Заметов вдруг фыркнул из своего угла. Раскольников даже глаз на него не поднял.
- Я должен согласиться, - спокойно отвечал он, - что такие случаи действительно должны быть. Глупенькие и тщеславные особенно на эту удочку попадаются; молодежь в особенности.
- Вот видите-с. Ну так как же-с?
- Да и так же, - усмехнулся Раскольников, - не я в этом виноват. Так есть и будет всегда. Вот он (он кивнул на Разумихина) говорил сейчас, что я кровь разрешаю. Так что же? Общество ведь слишком обеспечено ссылками, тюрьмами, судебными следователями, каторгами, - чего же беспокоиться? И ищите вора!..
- Ну, а коль сыщем?
- Туда ему и дорога.
- Вы-таки логичны. Ну-с, а насчет его совести-то?
- Да какое вам до нее дело?
- Да так уж, по гуманности-с.
- У кого есть она, тот страдай, коль сознает ошибку. Это и наказание ему, - опричь каторги.
- Ну а действительно-то гениальные, - нахмурясь, спросил Разумихин, - вот те-то, которым резать-то право дано, те так уж и должны не страдать совсем, даже за кровь пролитую?
- Зачем тут слово: должны? Тут нет ни позволения, ни запрещения. Пусть страдает, если жаль жертву... Страдание и боль всегда обязательны для широкого сознания и глубокого сердца. Истинно великие люди, мне кажется, должны ощущать на свете великую грусть, - прибавил он вдруг задумчиво, даже не в тон разговора.
Он поднял глаза, вдумчиво посмотрел на всех, улыбнулся и взял фуражку. Он был слишком спокоен сравнительно с тем, как вошел давеча, и чувствовал это. Все встали.
- Ну-с, браните меня или нет, сердитесь иль нет, а я не могу утерпеть, - заключил опять Порфирий Петрович, - позвольте еще вопросик один (очень уж я вас беспокою-с!), одну только маленькую идейку хотел пропустить, единственно только чтобы не забыть-с...

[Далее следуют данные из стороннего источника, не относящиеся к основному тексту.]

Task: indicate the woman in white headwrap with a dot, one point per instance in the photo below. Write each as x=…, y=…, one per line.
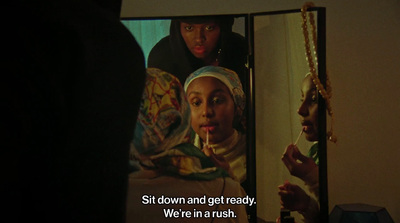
x=167, y=167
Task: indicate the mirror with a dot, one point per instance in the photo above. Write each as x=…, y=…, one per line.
x=280, y=67
x=273, y=92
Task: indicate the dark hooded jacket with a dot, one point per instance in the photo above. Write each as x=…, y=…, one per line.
x=171, y=54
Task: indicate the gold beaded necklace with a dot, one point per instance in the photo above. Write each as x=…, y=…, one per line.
x=325, y=93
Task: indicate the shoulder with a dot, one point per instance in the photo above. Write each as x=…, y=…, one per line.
x=160, y=55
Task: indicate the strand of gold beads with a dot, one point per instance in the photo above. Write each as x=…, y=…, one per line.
x=325, y=93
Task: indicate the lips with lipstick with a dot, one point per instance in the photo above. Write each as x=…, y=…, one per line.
x=199, y=49
x=209, y=127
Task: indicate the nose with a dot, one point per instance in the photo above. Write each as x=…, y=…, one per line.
x=199, y=35
x=208, y=110
x=303, y=109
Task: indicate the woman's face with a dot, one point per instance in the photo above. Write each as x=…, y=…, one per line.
x=308, y=109
x=212, y=109
x=201, y=39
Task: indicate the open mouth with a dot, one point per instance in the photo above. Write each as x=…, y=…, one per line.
x=199, y=49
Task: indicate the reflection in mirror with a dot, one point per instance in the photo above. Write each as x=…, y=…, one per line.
x=221, y=89
x=181, y=45
x=284, y=104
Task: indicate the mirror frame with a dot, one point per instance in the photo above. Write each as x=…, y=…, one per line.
x=250, y=94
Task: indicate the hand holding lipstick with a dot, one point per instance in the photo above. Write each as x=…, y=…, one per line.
x=293, y=197
x=218, y=160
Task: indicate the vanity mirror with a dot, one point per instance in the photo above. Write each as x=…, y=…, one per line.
x=275, y=67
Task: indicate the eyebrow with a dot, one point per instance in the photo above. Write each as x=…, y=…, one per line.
x=218, y=90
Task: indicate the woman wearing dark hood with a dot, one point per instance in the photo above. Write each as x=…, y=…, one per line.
x=199, y=41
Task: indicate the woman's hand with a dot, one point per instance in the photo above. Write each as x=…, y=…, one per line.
x=297, y=164
x=218, y=160
x=293, y=197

- Хорошо, скажите вашу идейку, - серьезный и бледный стоял перед ним в ожидании Раскольников.
- Ведь вот-с... право, не знаю, как бы удачнее выразиться... идейка-то уж слишком игривенькая... психологическая-с... Ведь вот-с, когда вы вашу статейку-то сочиняли, - ведь уж быть того не может, хе-хе! чтобы вы сами себя не считали, ну хоть на капельку, - тоже человеком "необыкновенным" и говорящим новое слово, - в вашем то есть смысле-с... Ведь так-с?

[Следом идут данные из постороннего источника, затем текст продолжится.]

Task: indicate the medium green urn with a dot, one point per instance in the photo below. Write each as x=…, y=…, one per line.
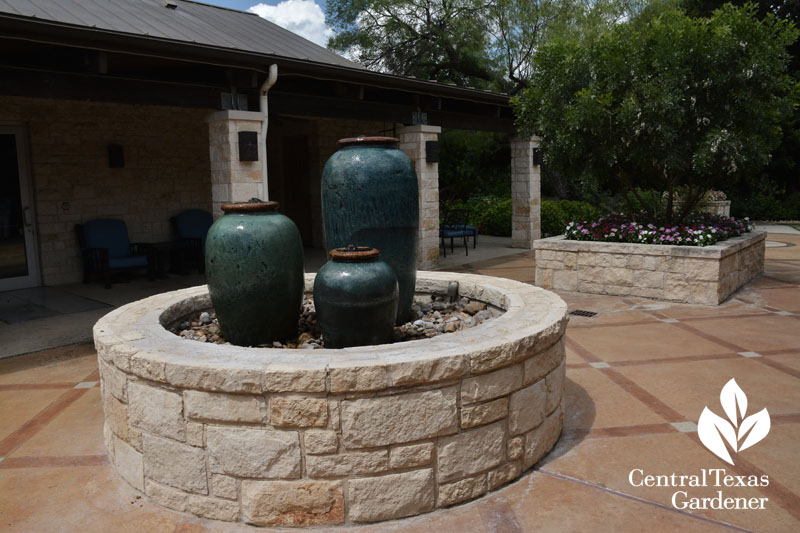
x=355, y=298
x=370, y=197
x=254, y=267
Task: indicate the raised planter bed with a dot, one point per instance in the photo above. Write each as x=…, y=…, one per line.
x=702, y=275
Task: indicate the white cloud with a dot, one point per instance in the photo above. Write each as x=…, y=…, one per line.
x=302, y=17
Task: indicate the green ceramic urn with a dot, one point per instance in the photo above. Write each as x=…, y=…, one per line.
x=355, y=296
x=254, y=267
x=370, y=197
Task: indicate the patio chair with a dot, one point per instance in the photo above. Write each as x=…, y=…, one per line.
x=190, y=228
x=105, y=248
x=455, y=226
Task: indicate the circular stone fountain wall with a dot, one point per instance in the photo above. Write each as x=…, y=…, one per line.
x=311, y=437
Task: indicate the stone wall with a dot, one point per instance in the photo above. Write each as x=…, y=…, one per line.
x=166, y=171
x=702, y=275
x=323, y=437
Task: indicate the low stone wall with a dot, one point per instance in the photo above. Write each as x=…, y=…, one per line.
x=702, y=275
x=323, y=437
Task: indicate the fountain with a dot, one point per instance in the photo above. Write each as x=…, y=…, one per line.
x=277, y=437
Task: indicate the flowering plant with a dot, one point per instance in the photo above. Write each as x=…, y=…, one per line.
x=697, y=230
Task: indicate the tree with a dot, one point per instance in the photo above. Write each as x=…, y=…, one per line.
x=664, y=101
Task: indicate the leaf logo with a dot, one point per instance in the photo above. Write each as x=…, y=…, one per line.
x=714, y=431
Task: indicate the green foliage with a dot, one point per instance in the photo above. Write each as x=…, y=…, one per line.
x=764, y=199
x=557, y=214
x=663, y=101
x=486, y=44
x=473, y=163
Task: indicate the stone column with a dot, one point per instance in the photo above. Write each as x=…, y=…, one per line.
x=412, y=142
x=526, y=193
x=233, y=180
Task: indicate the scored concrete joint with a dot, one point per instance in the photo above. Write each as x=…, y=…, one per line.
x=276, y=437
x=688, y=274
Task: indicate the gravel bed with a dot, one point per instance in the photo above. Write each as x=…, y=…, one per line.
x=435, y=316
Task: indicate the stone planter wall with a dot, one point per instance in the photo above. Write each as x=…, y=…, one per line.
x=702, y=275
x=322, y=437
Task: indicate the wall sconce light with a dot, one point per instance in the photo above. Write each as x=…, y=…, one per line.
x=537, y=157
x=116, y=156
x=432, y=151
x=248, y=146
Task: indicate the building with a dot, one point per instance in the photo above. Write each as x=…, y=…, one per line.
x=132, y=109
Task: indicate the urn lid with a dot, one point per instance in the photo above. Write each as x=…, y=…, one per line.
x=253, y=205
x=355, y=254
x=362, y=139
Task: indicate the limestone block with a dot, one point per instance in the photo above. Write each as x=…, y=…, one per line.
x=320, y=441
x=293, y=380
x=213, y=508
x=391, y=496
x=541, y=440
x=555, y=387
x=292, y=503
x=359, y=378
x=526, y=409
x=396, y=419
x=298, y=411
x=114, y=381
x=500, y=476
x=702, y=269
x=427, y=371
x=621, y=277
x=463, y=490
x=129, y=464
x=166, y=496
x=116, y=414
x=224, y=486
x=411, y=456
x=194, y=434
x=345, y=464
x=565, y=280
x=156, y=410
x=648, y=279
x=470, y=452
x=516, y=447
x=259, y=453
x=203, y=405
x=491, y=385
x=174, y=464
x=538, y=366
x=215, y=379
x=485, y=413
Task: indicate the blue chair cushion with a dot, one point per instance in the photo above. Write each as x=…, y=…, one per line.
x=127, y=262
x=111, y=234
x=454, y=233
x=193, y=224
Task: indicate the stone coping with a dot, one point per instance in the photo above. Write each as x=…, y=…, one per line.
x=716, y=251
x=134, y=339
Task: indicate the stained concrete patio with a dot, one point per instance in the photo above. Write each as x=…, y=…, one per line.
x=639, y=374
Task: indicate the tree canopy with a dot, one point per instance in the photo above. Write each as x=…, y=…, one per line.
x=664, y=100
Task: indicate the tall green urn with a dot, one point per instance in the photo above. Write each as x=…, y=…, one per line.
x=370, y=197
x=254, y=267
x=355, y=297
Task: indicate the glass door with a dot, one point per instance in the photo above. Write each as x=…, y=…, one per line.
x=19, y=260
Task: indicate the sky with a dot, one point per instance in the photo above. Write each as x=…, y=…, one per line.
x=303, y=17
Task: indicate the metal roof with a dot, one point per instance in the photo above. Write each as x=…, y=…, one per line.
x=189, y=22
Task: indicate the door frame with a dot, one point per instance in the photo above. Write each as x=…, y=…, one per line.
x=28, y=200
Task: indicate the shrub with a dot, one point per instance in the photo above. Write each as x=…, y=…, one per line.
x=557, y=213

- Очень может быть, - презрительно ответил Раскольников.
Разумихин сделал движение.
- А коль так-с, то неужели вы бы сами решились - ну там ввиду житейских каких-нибудь неудач и стеснений или для споспешествования как-нибудь всему человечеству- перешагнуть через препятствие-то?.. Ну, например, убить и ограбить?..
И он как-то вдруг опять подмигнул ему левым глазом и рассмеялся неслышно, - точь-в-точь как давеча.

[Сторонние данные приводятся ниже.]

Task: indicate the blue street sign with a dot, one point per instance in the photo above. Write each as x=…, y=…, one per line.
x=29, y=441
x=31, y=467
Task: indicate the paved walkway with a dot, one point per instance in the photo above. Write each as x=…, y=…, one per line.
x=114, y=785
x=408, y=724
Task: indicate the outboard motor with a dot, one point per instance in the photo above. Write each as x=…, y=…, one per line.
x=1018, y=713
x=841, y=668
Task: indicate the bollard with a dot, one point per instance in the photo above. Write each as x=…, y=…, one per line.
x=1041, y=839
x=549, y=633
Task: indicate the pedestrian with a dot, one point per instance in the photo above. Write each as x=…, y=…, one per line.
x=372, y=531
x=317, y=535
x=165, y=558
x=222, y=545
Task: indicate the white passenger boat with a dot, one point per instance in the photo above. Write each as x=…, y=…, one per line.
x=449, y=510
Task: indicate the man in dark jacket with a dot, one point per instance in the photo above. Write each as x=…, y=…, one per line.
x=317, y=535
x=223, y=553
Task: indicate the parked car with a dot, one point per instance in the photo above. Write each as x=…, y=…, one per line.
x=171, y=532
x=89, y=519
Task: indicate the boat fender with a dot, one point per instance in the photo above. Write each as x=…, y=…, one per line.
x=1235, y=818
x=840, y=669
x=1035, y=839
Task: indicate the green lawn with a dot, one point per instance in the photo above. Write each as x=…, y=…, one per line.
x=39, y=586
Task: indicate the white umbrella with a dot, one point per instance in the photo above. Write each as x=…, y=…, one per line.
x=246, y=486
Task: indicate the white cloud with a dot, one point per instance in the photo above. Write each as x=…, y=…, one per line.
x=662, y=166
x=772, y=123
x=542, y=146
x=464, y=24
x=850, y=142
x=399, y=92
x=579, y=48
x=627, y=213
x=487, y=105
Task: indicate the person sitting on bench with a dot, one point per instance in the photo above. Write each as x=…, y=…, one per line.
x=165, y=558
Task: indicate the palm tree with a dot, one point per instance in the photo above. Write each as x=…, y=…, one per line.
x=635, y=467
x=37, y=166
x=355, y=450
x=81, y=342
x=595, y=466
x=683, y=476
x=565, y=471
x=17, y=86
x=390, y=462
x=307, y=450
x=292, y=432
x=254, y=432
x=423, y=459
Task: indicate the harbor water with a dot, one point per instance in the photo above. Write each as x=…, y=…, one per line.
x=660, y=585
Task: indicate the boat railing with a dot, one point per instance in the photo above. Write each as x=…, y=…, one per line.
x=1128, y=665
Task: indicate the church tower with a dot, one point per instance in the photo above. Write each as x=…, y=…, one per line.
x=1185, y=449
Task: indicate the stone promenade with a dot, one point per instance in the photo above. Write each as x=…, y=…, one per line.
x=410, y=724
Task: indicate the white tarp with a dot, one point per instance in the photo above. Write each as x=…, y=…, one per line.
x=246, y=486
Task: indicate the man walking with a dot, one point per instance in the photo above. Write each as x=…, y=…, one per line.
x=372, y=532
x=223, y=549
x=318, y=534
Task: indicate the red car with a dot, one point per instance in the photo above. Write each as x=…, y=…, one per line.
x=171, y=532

- Если б я и перешагнул, то уж, конечно, бы вам не сказал, - с вызывающим, надменным презрением ответил Раскольников.
- Нет-с, это ведь я так только интересуюсь, собственно, для уразумения вашей статьи, в литературном только одном отношении-с...
"Фу, как это явно и нагло!" - с отвращением подумал Раскольников.
- Позвольте вам заметить, - отвечал он сухо, - что Магометом иль Наполеоном я себя не считаю... ни кем бы то ни было из подобных лиц, следственно, и не могу, не быв ими, дать вам удовлетворительного объяснения о том, как бы я поступил.
- Ну, полноте, кто ж у нас на Руси себя Наполеоном теперь не считает? - с страшною фамильярностию произнес вдруг Порфирий. Даже в интонации его голоса было на этот раз нечто уж особенно ясное.
- Уж не Наполеон ли какой будущий и нашу Алену Ивановну на прошлой неделе топором укокошил? - брякнул вдруг из угла Заметов.
Раскольников молчал и пристально, твердо смотрел на Порфирия. Разумихин мрачно нахмурился. Ему уж и прежде стало как будто что-то казаться. Он гневно посмотрел кругом. Прошла минута мрачного молчания. Раскольников повернулся уходить.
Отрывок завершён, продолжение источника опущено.